— Счет быкам, купленным за месяцы шват, адар и нисан…
— Нате, — сказала она, умышленно повышая голос, и вышла, не взглянув на Миреле, сильно возмущенная; вернувшись в негодовании домой, она принялась издали кидать яростные взгляды на мужа, который занят был в кабинете приемом деловых посетителей. Во время обеда она с трудом сдерживалась, чтобы не излить своих чувств, а после обеда, когда Яков-Иосиф отправился на покой, уселась возле него на кровати и забормотала так тихо, словно ее душили за горло:
— Понимаешь? Ну, рассуди сам: что она Шмулику за жена, с позволения сказать? Да и все вообще ее поведение: только и знает, что таскаться к той красавице племяннице… А я должна вести ее хозяйство и помнить, что нужно выкрасить у них в доме потолки… Да что тут говорить: ведь я даже кур ее посылаю к резнику…

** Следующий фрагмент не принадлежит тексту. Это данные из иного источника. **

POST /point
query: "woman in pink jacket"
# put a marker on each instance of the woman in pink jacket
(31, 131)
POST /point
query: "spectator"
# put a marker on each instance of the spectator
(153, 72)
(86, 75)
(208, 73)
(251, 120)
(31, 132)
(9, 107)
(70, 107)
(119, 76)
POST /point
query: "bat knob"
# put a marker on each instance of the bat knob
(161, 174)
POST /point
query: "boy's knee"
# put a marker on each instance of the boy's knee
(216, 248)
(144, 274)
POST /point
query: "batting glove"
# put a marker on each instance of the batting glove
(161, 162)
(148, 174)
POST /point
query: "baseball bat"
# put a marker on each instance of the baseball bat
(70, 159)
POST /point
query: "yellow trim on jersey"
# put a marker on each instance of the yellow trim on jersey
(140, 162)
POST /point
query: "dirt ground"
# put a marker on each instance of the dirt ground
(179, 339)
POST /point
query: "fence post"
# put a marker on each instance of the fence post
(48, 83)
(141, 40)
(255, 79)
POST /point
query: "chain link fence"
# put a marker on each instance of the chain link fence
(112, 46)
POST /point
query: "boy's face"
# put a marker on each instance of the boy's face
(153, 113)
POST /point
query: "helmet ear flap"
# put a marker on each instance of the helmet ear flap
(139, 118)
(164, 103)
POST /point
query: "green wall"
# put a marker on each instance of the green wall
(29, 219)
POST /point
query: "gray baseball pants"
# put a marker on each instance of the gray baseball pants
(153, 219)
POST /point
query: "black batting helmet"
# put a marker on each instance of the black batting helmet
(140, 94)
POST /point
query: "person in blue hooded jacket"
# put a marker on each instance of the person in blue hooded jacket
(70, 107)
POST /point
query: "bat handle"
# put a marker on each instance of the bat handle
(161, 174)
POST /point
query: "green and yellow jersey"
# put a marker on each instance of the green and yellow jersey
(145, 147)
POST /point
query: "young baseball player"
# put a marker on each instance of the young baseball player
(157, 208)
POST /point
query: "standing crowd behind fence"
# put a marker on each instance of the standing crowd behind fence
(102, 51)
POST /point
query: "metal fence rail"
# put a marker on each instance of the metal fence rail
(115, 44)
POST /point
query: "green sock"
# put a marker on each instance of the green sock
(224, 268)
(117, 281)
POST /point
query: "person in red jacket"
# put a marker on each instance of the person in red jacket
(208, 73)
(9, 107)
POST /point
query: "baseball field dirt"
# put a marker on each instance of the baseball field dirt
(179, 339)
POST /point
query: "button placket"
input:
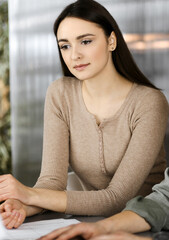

Глава семьи, плотный брюнет, с умными воровскими глазами, лежал без пиджака на кровати, курил, молча, свою папиросу и украдкой поглядывал на дверь, боясь, чтобы кто не подслушал. Он ничего жене не ответил: у него давно уже сложилось убеждение, что Шмулик дал маху, женившись на Миреле, но разговор этот казался ему бесполезным. А она долго еще не могла угомониться, помаргивала близорукими глазами и тихо что-то бормотала, пока не порешила:
— Да уж ладно… Попади она к другим людям, ей бы плохо пришлось… Ее счастье, что попала к нам… А Шмулик ведь тоже тихий голубь… Ну Бог с ней… Утереть губы — и молчок… Знать не знаем, ведать не ведаем…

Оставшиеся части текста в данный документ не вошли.